Os cuidadores da Cera utilizam um aplicativo para planejar suas atividades e registrar os sintomas dos pacientes. Com o auxílio da modelagem de IA, a Cera consegue transformar dados não estruturados — como registros que indicam que um paciente caiu durante a noite — em informações úteis para prever potenciais riscos de enfermidade ou lesão. A empresa afirma que essa abordagem resultou em uma redução das internações hospitalares de até 70%, além de uma diminuição de 20% nas quedas de pacientes e um aumento de até cinco vezes na velocidade das altas hospitalares.

A Cera já captou mais de 407 milhões de dólares até o momento em uma mistura de capital e dívida, e compete com empresas no Reino Unido como Home Instead e Bluebird Care, que utilizam aplicativos não proprietários para direcionar suas equipes.
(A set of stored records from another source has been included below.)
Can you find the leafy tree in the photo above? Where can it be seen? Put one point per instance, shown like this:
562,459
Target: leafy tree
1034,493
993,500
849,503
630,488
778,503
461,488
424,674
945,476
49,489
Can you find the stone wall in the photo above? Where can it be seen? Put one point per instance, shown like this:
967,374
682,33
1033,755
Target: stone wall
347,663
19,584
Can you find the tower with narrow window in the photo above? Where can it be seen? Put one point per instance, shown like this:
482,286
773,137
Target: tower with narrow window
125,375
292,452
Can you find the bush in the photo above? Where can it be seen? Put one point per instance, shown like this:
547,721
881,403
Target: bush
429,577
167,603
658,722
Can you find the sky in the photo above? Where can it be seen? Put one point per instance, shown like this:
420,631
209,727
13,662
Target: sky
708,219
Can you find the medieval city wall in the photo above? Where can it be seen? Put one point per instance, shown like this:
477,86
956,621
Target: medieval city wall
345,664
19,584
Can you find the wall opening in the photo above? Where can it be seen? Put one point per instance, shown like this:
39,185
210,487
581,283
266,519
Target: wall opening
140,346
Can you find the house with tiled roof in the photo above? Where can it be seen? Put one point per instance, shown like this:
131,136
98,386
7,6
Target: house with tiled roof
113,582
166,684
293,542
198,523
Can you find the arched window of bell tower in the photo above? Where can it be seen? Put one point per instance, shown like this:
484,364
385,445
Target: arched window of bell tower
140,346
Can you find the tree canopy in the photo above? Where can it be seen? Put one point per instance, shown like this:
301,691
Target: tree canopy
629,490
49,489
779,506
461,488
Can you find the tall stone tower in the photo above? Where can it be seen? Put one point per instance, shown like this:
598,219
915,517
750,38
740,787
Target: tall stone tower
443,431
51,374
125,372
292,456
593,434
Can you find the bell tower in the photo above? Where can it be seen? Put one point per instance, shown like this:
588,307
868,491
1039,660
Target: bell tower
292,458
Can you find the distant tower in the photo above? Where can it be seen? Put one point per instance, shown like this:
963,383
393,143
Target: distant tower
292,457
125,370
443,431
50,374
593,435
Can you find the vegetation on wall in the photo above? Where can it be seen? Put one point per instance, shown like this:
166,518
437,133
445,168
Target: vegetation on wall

Nos Estados Unidos, empresas como Signify Health e CVS Health, além da Honor, que captou até agora 625 milhões de dólares, são comparáveis à Cera em termos de serviço.

Maruthappu reiterou a importância do papel da Cera em aliviar a carga sobre o NHS, permitindo que este tenha mais capacidade para cuidar de outros pacientes. Ele destacou que a empresa expandiu seus serviços para incluir assistência de enfermagem, fisioterapia, cuidados para pessoas com deficiências e serviços de saúde mental em domicílio. “Portanto, somos um provedor de cuidados de saúde em casa muito mais abrangente”, afirmou.

Além disso, Maruthappu enfatizou que a parte baseada em IA do negócio é impulsionada pelos dados coletados: “O outro grande diferencial que temos é o que estamos fazendo com a tecnologia, mais especificamente a IA… Estamos registrando informações sobre os pacientes a partir dessas visitas em nosso aplicativo, o que nos deu agora um dos maiores conjuntos de dados sobre cuidados de saúde domiciliares do mundo, definitivamente o maior na Europa, e conseguimos analisar esse conjunto de dados de várias maneiras diferentes para construir algoritmos, que permitem prever quedas e internações antes que aconteçam”, explicou. Segundo ele, a Cera é capaz de prever mais de 80% das quedas uma semana antes de elas ocorrerem, levando a uma redução efetiva nas quedas em mais de 20%. Além disso, a empresa consegue prever cerca de 83% das internações hospitalares, novamente uma semana antes de acontecerem, resultando em uma redução de até 70% das hospitalizações.

Rob Platek, parceiro e chefe global de crédito da BDT & MSD, complementou em uma declaração: “A Cera alcançou um crescimento robusto por meio de uma habilidade demonstrada em alavancar a tecnologia para fornecer cuidados excepcionais. Acreditamos que a Cera está bem posicionada para expandir ainda mais seus negócios”. Atualmente, a Cera afirma ser o maior provedor de saúde não-NHS no Reino Unido, atendendo cerca de 30 milhões de pessoas com 10.000 cuidadores e enfermeiros, e colaborando com mais de 150 governos locais e dois terços dos sistemas de cuidados integrados do NHS.

A análise independente realizada pela consultoria britânica Faculty encontrou evidências de que o modelo de cuidados domiciliares liderado por IA da Cera economiza para o sistema de saúde do Reino Unido cerca de 1 milhão de libras por dia. No entanto, a Cera parece determinada a se distanciar de experiências negativas de startups de saúde em sua trajetória, como demonstrou o caso da Babylon Health, que eventualmente faliu após tentar operar apenas com um chatbot.